For Shawn Watwood, the Westside has always been home. He moved to Atlanta in 2017 to take a job with Kenny Leon’s True Colors Theatre, and from there began to learn about his new community by attending NPU meetings and early Transform the Westside Summit’s hosted by Westside Future Fund (WFF).
Years later, and in his new role as senior manager of corporate partnerships and sales for AMB Sports + Entertainment, Watwood continued living on the Westside and made key connections – like meeting Tameka Askew, WFF’s Home on the Westside Manager.
“I’ve known Tameka, forever, and she kept telling me that I should look into WFF’s affordable housing program Home on the Westside (HOTW),” said Watwood. “I had reservations because like most people I thought homeownership was too expensive and that the process could be overwhelming. It wasn’t until my last apartment complex notified me of a rent increase that that I finally thought to myself it might be time to start the process.”
For Watwood, it felt like divine timing. The next summit he attended was focused on the work of Westside Future Fund, and Askew gave a presentation on the WFF’s HOTW program. During the presentation, Askew showed a photo of a yellow house and Watwood could suddenly envision himself living there.
“After the summit I talked to the WFF team, and they encouraged me to fill out the paperwork,” said Watwood. “While going through the process for HOTW, I was always waiting for the other shoe to drop, and it never did. It was always so seamless and easy,” said Watwood. “Working with the team at WFF s literally like having your hand held every step of the way. I closed on my house in less than 30 days.”
Given his live and work connections to the community, which are part of the community retention guidelines for HOTW, Watwood qualified for $40,000 in down payment assistance from WFF and another $10,000 in assistance from Invest Atlanta.

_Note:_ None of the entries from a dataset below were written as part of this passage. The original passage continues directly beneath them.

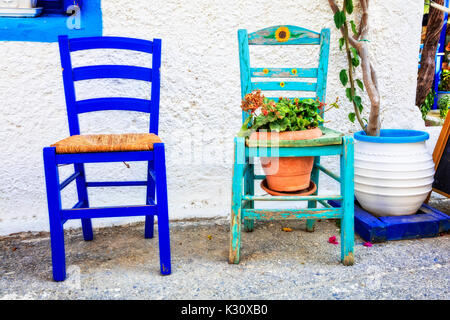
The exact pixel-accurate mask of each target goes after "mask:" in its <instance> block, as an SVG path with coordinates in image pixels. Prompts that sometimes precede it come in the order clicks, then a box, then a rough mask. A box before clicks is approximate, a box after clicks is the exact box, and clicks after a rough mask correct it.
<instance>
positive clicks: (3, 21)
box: [0, 0, 103, 42]
mask: <svg viewBox="0 0 450 320" xmlns="http://www.w3.org/2000/svg"><path fill="white" fill-rule="evenodd" d="M80 14H81V16H80V23H81V28H80V29H69V28H68V27H67V23H68V21H70V20H69V19H74V17H69V16H67V15H66V14H51V13H48V14H47V13H44V14H42V15H40V16H39V17H35V18H6V17H1V18H0V25H1V28H0V41H31V42H57V41H58V36H59V35H68V36H71V37H92V36H101V35H102V32H103V21H102V10H101V0H89V1H85V2H84V3H83V7H82V9H81V11H80Z"/></svg>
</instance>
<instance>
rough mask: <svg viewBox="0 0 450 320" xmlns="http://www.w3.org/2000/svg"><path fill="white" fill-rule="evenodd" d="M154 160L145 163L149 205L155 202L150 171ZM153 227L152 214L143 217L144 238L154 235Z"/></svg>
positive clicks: (148, 200)
mask: <svg viewBox="0 0 450 320" xmlns="http://www.w3.org/2000/svg"><path fill="white" fill-rule="evenodd" d="M154 164H155V162H154V161H148V164H147V193H146V199H147V201H146V204H148V205H151V204H153V205H154V204H155V203H156V202H155V195H156V184H155V175H154V174H153V176H152V171H153V170H154ZM154 229H155V218H154V216H153V215H148V216H146V217H145V227H144V234H145V238H146V239H151V238H153V236H154Z"/></svg>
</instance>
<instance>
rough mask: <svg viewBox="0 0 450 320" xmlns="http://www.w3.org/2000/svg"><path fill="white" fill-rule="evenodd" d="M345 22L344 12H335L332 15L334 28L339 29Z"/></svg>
mask: <svg viewBox="0 0 450 320" xmlns="http://www.w3.org/2000/svg"><path fill="white" fill-rule="evenodd" d="M345 20H346V18H345V11H337V12H336V13H335V14H334V23H335V24H336V28H338V29H340V28H341V27H342V25H343V24H344V22H345Z"/></svg>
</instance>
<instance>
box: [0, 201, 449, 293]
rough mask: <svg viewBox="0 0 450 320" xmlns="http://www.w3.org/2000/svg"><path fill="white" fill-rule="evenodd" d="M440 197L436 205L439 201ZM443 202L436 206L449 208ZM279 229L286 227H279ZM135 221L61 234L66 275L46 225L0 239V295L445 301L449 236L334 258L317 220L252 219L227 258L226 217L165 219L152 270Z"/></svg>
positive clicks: (383, 247) (150, 253) (149, 242)
mask: <svg viewBox="0 0 450 320" xmlns="http://www.w3.org/2000/svg"><path fill="white" fill-rule="evenodd" d="M441 204H442V203H441ZM448 205H449V203H448V202H447V203H445V205H444V209H448V208H449V206H448ZM283 227H290V228H292V231H291V232H285V231H283V230H282V228H283ZM143 228H144V227H143V224H142V223H138V224H133V225H127V226H119V227H111V228H102V229H96V230H95V235H94V236H95V239H94V241H90V242H85V241H83V238H82V235H81V231H80V230H69V231H67V232H66V251H67V253H66V257H67V258H66V261H67V266H68V279H67V280H66V281H65V282H61V283H56V282H53V281H52V278H51V262H50V261H51V260H50V246H49V235H48V233H21V234H16V235H11V236H8V237H1V238H0V299H208V300H209V299H257V300H258V299H449V298H450V292H449V284H450V236H449V234H448V233H447V234H443V235H442V236H440V237H436V238H428V239H419V240H404V241H392V242H386V243H381V244H374V245H373V247H364V246H363V245H362V244H363V240H362V239H361V238H359V237H356V246H355V259H356V264H355V265H354V266H352V267H345V266H343V265H341V264H340V263H339V258H340V246H339V245H334V244H330V243H328V238H329V237H330V236H333V235H336V236H337V238H338V241H339V240H340V239H339V231H338V229H337V227H336V225H335V223H334V222H333V221H320V222H318V223H317V225H316V230H315V232H314V233H308V232H306V231H305V224H304V222H301V221H298V222H264V223H263V222H260V223H257V224H256V228H255V231H254V232H251V233H243V236H242V259H241V263H240V264H239V265H229V264H228V263H227V258H228V241H229V234H228V230H229V227H228V222H227V221H226V219H211V220H191V221H182V222H172V223H171V242H172V274H171V275H170V276H161V275H160V274H159V259H158V239H157V238H156V237H155V238H154V239H144V237H143Z"/></svg>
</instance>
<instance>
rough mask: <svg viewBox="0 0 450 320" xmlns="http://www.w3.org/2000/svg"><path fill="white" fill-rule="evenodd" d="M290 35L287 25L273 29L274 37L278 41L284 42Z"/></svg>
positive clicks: (287, 39)
mask: <svg viewBox="0 0 450 320" xmlns="http://www.w3.org/2000/svg"><path fill="white" fill-rule="evenodd" d="M290 37H291V32H290V31H289V28H288V27H279V28H278V29H277V30H276V31H275V39H277V41H278V42H286V41H288V40H289V38H290Z"/></svg>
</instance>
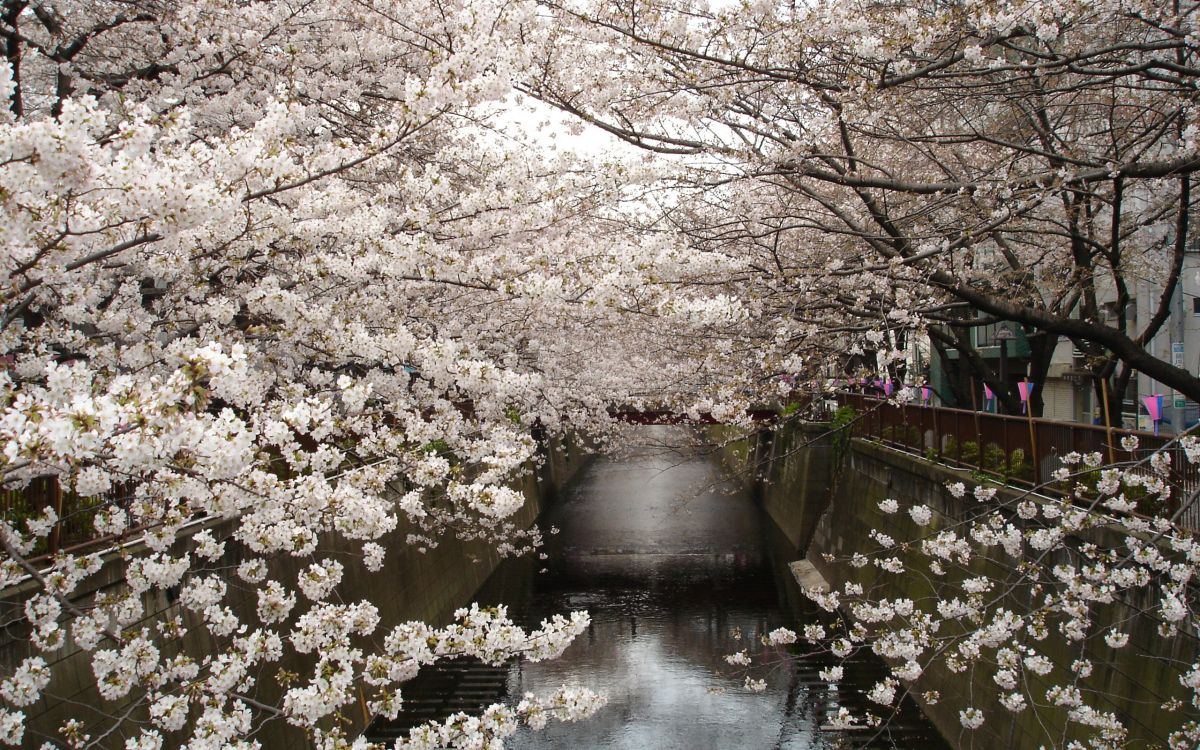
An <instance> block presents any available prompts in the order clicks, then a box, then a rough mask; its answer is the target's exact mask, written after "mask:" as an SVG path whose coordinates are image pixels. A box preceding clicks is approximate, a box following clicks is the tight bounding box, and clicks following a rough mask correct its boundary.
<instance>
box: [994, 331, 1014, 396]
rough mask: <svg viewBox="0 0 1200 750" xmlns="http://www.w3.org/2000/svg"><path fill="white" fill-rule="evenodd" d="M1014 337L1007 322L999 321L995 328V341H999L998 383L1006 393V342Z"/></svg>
mask: <svg viewBox="0 0 1200 750" xmlns="http://www.w3.org/2000/svg"><path fill="white" fill-rule="evenodd" d="M1013 338H1016V334H1014V332H1013V329H1010V328H1008V323H1001V324H1000V325H998V326H997V328H996V341H998V342H1000V385H1001V388H1003V389H1004V394H1006V395H1007V394H1008V342H1009V341H1012V340H1013Z"/></svg>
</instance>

Going through Home on the Westside wasn’t just about settling more permanent roots down on the Westside, it was also about making a home. During the pandemic he met his partner Camille Monae while attending a performance she was starring in at the West End Performing Arts Center. The two bonded over their shared love for performing arts and attending a small university in Texas. When the opportunity to participate in HOTW came up, it was also a chance for Watwood and Monae to create a space together.
“Having this as our place to go home to is new to both of us. Both of us have moved so many times in our lives,” said Monae. “For the longest time my grandmother’s house in San Antonio, TX was home, and now I get to switch that mindset that now this is my home, and we get to create it together.”
The couple has also started to expand their sense of home beyond their four walls, and into the community, by connecting with their neighbors. They are already in a WhatsApp group with their neighborhood where they arrange everything from picking up each other’s packages and sharing herbs to arranging impromptu clean ups at their nearby community park – Kathryn Johnston Memorial Park.
“The Westside is reminiscent of a neighborhood I grew up in during my early childhood,” said Monae. “A place that has progressed over the last decade, but there have been some downsides to that gentrification – my mother and grandmother still live in the neighborhood and my mom’s property taxes have almost tripled. I’ve seen what it’s like when these neighborhood efforts are done wrong and in a harmful way, and it’s nice to see Westside Future Fund’s intentional approach. I wish that was the case everywhere.”
Watwood and Monae officially moved into their home in March of this year. As the couple unpacks boxes, they are also thinking about new paint colors for their wall and making design plans for their backyard – taking the steps to turn their new space into a home.